Ir­gend­wo in ih­rem Geist muss­te es eine Zau­ber­for­mel ge­ben, mit der sie zu­min­dest sich selbst aus der be­droh­li­chen Lage ret­ten konn­te. Soll­te doch die­ser Ork zer­fetzt wer­den, im­mer­hin hat­te er sie ent­führt und die Elfe nicht ge­ra­de ih­rem Stand ent­spre­chend be­han­delt. Gut, My­nia muss­te we­der Hun­ger, noch Durst lei­den, trotz­dem war es eine Un­ver­schämt­heit ge­we­sen, eine so be­deu­ten­de No­vi­zin ein­fach zu ver­schlep­pen. Auf ge­meins­te Art, wäh­rend sie im Wald hin­ter dem Tem­pel Blu­men ge­pflückt hat­te. Eine Schan­de.

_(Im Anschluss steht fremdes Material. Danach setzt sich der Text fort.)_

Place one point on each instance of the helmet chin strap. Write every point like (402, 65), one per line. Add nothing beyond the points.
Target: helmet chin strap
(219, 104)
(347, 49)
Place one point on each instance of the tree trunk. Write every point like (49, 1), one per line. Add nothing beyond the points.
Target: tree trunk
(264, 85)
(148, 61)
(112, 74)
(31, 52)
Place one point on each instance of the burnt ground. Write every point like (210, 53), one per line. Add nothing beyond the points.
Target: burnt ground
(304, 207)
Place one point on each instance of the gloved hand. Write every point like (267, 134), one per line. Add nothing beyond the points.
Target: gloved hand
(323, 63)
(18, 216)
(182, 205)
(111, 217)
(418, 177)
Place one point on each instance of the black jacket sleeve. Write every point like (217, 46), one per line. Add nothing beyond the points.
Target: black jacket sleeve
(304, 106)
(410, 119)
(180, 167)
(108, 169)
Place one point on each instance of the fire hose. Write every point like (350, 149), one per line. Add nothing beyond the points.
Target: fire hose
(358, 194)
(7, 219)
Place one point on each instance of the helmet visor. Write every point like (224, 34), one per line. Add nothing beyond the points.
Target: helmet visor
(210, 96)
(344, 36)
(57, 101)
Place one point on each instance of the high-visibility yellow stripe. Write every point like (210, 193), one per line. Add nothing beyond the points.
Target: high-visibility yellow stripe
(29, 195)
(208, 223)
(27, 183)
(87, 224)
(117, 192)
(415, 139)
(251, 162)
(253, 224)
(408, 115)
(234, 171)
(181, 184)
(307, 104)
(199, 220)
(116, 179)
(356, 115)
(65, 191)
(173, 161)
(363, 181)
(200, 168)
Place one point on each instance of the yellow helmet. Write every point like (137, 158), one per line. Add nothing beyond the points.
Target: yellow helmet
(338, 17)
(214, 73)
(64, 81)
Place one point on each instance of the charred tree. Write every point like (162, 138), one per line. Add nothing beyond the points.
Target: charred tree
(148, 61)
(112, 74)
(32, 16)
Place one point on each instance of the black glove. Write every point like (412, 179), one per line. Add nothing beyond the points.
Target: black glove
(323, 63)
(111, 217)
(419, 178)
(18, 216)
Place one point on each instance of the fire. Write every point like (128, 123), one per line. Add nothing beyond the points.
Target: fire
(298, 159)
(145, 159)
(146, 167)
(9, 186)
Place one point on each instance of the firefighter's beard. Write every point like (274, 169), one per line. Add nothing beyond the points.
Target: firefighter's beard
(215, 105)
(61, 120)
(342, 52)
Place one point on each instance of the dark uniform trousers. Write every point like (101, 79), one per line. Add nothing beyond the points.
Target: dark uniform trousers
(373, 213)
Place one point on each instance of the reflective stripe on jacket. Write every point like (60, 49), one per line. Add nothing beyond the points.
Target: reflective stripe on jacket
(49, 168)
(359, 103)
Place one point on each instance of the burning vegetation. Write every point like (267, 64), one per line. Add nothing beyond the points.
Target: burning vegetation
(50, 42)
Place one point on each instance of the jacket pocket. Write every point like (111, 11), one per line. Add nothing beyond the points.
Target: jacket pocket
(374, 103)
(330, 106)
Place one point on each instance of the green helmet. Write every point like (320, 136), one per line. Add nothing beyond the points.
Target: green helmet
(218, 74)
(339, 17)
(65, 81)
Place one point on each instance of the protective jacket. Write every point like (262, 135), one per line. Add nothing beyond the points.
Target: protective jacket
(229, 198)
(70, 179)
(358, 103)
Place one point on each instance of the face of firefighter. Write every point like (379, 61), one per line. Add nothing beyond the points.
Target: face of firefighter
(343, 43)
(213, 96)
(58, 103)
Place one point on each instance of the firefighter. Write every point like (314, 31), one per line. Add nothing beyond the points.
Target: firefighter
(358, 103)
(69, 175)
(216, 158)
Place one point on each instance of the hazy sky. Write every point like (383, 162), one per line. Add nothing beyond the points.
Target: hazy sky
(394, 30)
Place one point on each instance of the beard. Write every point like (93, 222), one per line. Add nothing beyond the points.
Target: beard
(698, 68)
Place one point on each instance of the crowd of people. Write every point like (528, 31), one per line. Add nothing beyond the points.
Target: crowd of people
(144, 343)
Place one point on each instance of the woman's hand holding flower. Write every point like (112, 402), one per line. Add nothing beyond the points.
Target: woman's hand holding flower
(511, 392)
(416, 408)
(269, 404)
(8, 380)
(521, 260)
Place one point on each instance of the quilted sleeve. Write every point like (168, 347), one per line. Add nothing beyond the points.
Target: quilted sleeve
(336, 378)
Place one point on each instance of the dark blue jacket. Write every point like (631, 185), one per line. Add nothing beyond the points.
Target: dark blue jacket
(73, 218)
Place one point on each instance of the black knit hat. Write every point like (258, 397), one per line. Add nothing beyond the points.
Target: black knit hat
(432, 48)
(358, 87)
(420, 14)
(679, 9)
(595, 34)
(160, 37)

»Elfe«, zisch­te Tu­urg, »es wird Zeit. Mit ei­nem Mes­ser ist den Bies­tern nicht bei­zu­kom­men. Du musst ei­nen Zau­ber ein­set­zen. Ver­dammt, ich gebe ja zu, dass ich mir bei­na­he in die Ho­sen ma­che.«

»Das dürf­te den an­de­ren Ge­stank, den du so­wie­so ver­strömst, wohl teil­wei­se über­de­cken«, feix­te das jun­ge Mäd­chen und forsch­te wei­ter in ih­ren Er­in­ne­run­gen. Wie war das mit Zau­ber­we­sen? Wel­cher Spruch mach­te sie un­schäd­lich oder konn­te sol­che Bes­ti­en für eine ge­wis­se Zeit läh­men? My­nia wuss­te, dass die Ho­he­pries­te­rin ihr und den an­de­ren Schü­lern Schutz- und An­griffs­sprü­che für alle mög­li­chen Ge­le­gen­hei­ten bei­ge­bracht hat­te.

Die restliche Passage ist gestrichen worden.